La thérapie génique a été initialement conçue comme une approche thérapeutique destinées aux maladies monogéniques (= liée à la dysfonction d’un seul gène), délivrant aux cellules un gène « sain » capable de suppléer le gène « malade ». 

Aujourd’hui, les modalités et les indications se révèlent beaucoup plus larges, avec 65% des essais cliniques qui concernent le traitement de cancers. Les approches se sont beaucoup diversifiées, reposant sur différentes stratégies correctives, vecteurs et modalités de thérapies géniques.

Plusieurs possibilités existent désormais : suppléer le gène « malade », éliminer ou réparer un gène altéré directement dans la cellule, modifier l’ARN d’un individu pour aboutir à la production de protéines fonctionnelles…

Afin d’en apprendre davantage, l’Inserm met à votre disposition plusieurs ressources en ligne :

Parmi les laboratoires cités ci-après, plusieurs d’entre eux travaillent en étroite collaboration avec l’association française contre les myopathies (AFM), à l’origine du Téléthon.

 

Les laboratoires Inserm mobilisés

I-Stem : cellules souches & maladies monogéniques

(Unité Inserm 861 / Université d’Evry-Val d’Essonne)

Créé en 2005, l’Institut des cellules souches pour le traitement et l’étude des maladies monogéniques (I-Stem) est un centre de recherche et développement dédié à l’élaboration de traitements fondés sur les potentiels offerts par les cellules souches pluripotentes et applicables aux maladies rares d’origine génétique.

Le centre est constitué de deux entités complémentaires, le centre d’étude des cellules souches (CECS), et un laboratoire de recherche placé sous la tutelle de l’Inserm et de l’Université d’Evry-Val-d’Essonne.

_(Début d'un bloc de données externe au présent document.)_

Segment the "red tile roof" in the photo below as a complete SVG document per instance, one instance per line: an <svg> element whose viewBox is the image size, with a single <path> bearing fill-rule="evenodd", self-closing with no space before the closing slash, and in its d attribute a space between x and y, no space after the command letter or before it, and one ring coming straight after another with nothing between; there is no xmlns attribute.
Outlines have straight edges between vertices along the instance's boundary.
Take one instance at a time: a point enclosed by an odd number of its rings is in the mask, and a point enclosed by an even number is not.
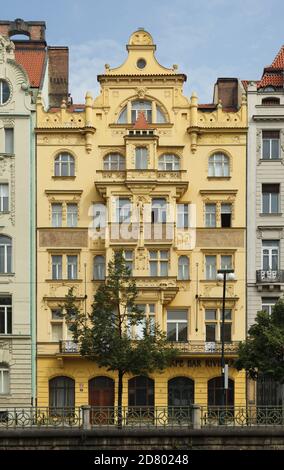
<svg viewBox="0 0 284 470"><path fill-rule="evenodd" d="M274 61L271 64L273 68L284 68L284 46L281 47L280 51L276 55Z"/></svg>
<svg viewBox="0 0 284 470"><path fill-rule="evenodd" d="M30 85L39 88L45 63L46 52L44 49L28 50L16 49L15 60L26 70Z"/></svg>
<svg viewBox="0 0 284 470"><path fill-rule="evenodd" d="M284 86L284 46L276 54L271 65L264 68L261 80L256 81L257 88L266 86L283 87ZM250 80L242 80L245 89Z"/></svg>
<svg viewBox="0 0 284 470"><path fill-rule="evenodd" d="M149 129L149 125L146 121L143 111L139 111L138 118L133 126L133 129Z"/></svg>

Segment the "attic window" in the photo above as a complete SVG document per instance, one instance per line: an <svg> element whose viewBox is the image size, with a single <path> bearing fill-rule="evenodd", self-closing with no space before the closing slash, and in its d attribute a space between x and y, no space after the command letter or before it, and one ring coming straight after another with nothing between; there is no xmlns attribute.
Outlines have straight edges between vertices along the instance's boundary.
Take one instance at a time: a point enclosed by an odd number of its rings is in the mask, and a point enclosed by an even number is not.
<svg viewBox="0 0 284 470"><path fill-rule="evenodd" d="M146 67L146 60L138 59L136 64L139 69L144 69L144 67Z"/></svg>
<svg viewBox="0 0 284 470"><path fill-rule="evenodd" d="M264 87L263 91L275 91L275 88L274 86L269 85L269 86Z"/></svg>
<svg viewBox="0 0 284 470"><path fill-rule="evenodd" d="M10 88L6 80L0 80L0 105L7 103L10 97Z"/></svg>
<svg viewBox="0 0 284 470"><path fill-rule="evenodd" d="M273 106L273 105L279 105L280 104L280 98L263 98L261 104L264 106Z"/></svg>

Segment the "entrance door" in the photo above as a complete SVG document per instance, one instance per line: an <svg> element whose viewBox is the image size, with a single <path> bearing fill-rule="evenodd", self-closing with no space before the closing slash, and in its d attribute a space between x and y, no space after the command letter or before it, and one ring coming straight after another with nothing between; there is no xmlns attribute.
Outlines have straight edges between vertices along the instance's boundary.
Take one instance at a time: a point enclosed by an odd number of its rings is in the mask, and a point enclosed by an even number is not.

Défini par trois mots-clés, « thérapeutiques », « maladies monogéniques » et « cellules souches pluripotentes », le domaine d’activité d’I-Stem s’étend depuis la recherche fondamentale de mécanismes pathologiques jusqu’au transfert de nouvelles thérapies à la recherche clinique.

Deux grands axes de recherche sont développés à l'I-Stem et portent sur :

  •  L’utilisation de cellules souches pour développer de nouveaux produits innovants de thérapie cellulaire ;
  • L’utilisation de cellules souches pour identifier de nouvelles approches pharmacologiques.

Les maladies sur lesquelles travaillent l'I-STEM incluent des maladies neuromusculaires, neurodéveloppementales, métaboliques, de la rétine, de la peau...

Plus d’informations sur l’I-Stem

 

Généthon : l’unité INTEGRARE

(Unité Inserm 951 / Université Paris-Saclay / Université d’Evry-Val-d’Essonne)

À propos de Généthon

Créé il y a 30 ans par l’AFM/Téléthon, le Généthon est une structure spécialisée dans la thérapie génique pour les maladies génétiques rares, avec pour objectif le traitement des troubles neuromusculaires. Il se situe sur le cluster biotechnologique du Génopole (Evry).

En savoir plus sur Généthon

INTEGRARE : la structure de recherche Inserm

Le laboratoire « Approches génétiques intégrées pour le traitement des maladies génétiques rares » est placé sous les tutelles de l’Inserm, de l’Université Paris-Saclay et de l’Université d’Evry Val d’Essonne.

Cette unité s'intéresse à la thérapie génique des maladies génétiques rares. À travers un ensemble de recherches fondamentales et translationnelles, ses équipes conçoivent et développent des technologies de correction génique dans des pathologies spécifiques sur la base d'une compréhension approfondie des systèmes biologiques concernés et de la génétique et pathophysiologie des maladies.

Ses domaines d'intérêt incluent les maladies du sang ou du système immunitaire, les maladies métaboliques et les myopathies, l’édition du génome... Sur ces thématiques, les projets thérapeutiques de l'unité sont transférés en clinique grâce à des collaborations internationales et à travers les programmes thérapeutiques de Généthon.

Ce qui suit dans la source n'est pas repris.